CSF-1 Phase 2B clinical trials for presbyopia met primary and secondary endpoints

CSF-1 ophthalmic solution (pilocarpine hydrochloride 0.4%, Orasis Pharmaceuticals), a presbyopia eye drop candidate, met the primary safety and efficacy endpoints in the first of 2 phase 2b studies, and Marjan Farid, MD, ABO, discussed the results during a presentation at the American Society of Cataract and Refractive Surgery’s2022 annual meeting in Washington, D.C.

Farid is clinical professor of ophthalmology, and director, Cornea, Cataract and Refractive Surgery, Ocular Surface Disease Program, School of Medicine at the University of California San Diego.

In the first trial, the results showed that 47% of participants treated with CSF-1 achieved a 3-line or more increase in the distance-corrected near visual acuity (DCNVA) at 1-hour after drop instillation on day 15. This was in contrast to 16% reaching that level in the vehicle group. This difference reached significance (p = 0.0002).

The secondary endpoint also was reached, with 80% of participants treated with CSF-1 achieved a 2-line or greater increase in the DCNVA compared to 43% in the vehicle group; this difference also reached significance (p = 0.0001).

In addition, the distance or night vision did not decrease as a result of treatment with CSF-1.

Farid pointed out that the safety profile showed that the drug was well tolerated.

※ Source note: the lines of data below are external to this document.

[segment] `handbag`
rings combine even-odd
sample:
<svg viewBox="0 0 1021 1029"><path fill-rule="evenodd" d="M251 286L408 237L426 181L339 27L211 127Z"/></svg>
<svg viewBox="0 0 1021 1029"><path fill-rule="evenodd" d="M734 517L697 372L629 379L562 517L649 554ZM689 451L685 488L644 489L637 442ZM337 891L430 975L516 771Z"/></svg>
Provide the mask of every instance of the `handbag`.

The most often reported adverse events reported by over 5% of participants were pain on instillation in 5.5%, headache in 9.1%, and visual blurring in 10.9%. All episodes were considered mild, transient, and resolved without treatment.

In addition to the primary endpoint, Farid added that “meeting the secondary endpoint of a 2-line or more gain is important, especially for early presbyopes, whose vision may not yet be impaired enough to achieve gains of more than 3 lines.

The investigators were also encouraged that the distance and night vision were not affected negatively.

Post-hoc analysis

Preeya K. Gupta, MD, who is in private practice in Cary, North Carolina, reported the results of the second study, a post-hoc evaluation of the primary endpoint of sustained improvement with CSF-1 treatment.

The analysis showed that after 1 dose of CSF-1, 47% of binocularly treated participants showing an improvement of 20/40 VA level or better consistently over an 8-hour period on day 15. In addition, in participants treated both monocularly and binocularly, the percentage who achieved sustained DCNVA improvements was higher in those treated with CSF-1 compared with treatment with vehicle in those assessed for sustained 20/40 vision across all time points (p < 0.05).

“These results, which showed that a greater proportion of participants receiving CSF-1 achieved sustained functional near vision of 20/40 or better compared to vehicle when tested binocularly, demonstrates clinically meaningful improvement that would allow individuals treated with CSF-1 to more easily conduct day-to-day activities requiring near vision,” Gupta said.

Gupta added that binocular summation, which is the superiority of binocular performance over monocular performance, is involved with improved visual acuity.

“Achieving binocular summation is an important marker for evaluating efficacy of potential treatments for this age-related condition,” Gupta concluded. “In this study, the proportion of participants who reached sustained functional near vision, 20/40 or better distance-corrected near visual acuity, was higher in patients treated binocularly compared to those treated monocularly, showing the potential for CSF-1 to help patients achieve binocular summation, and ultimately improved functional near vision.”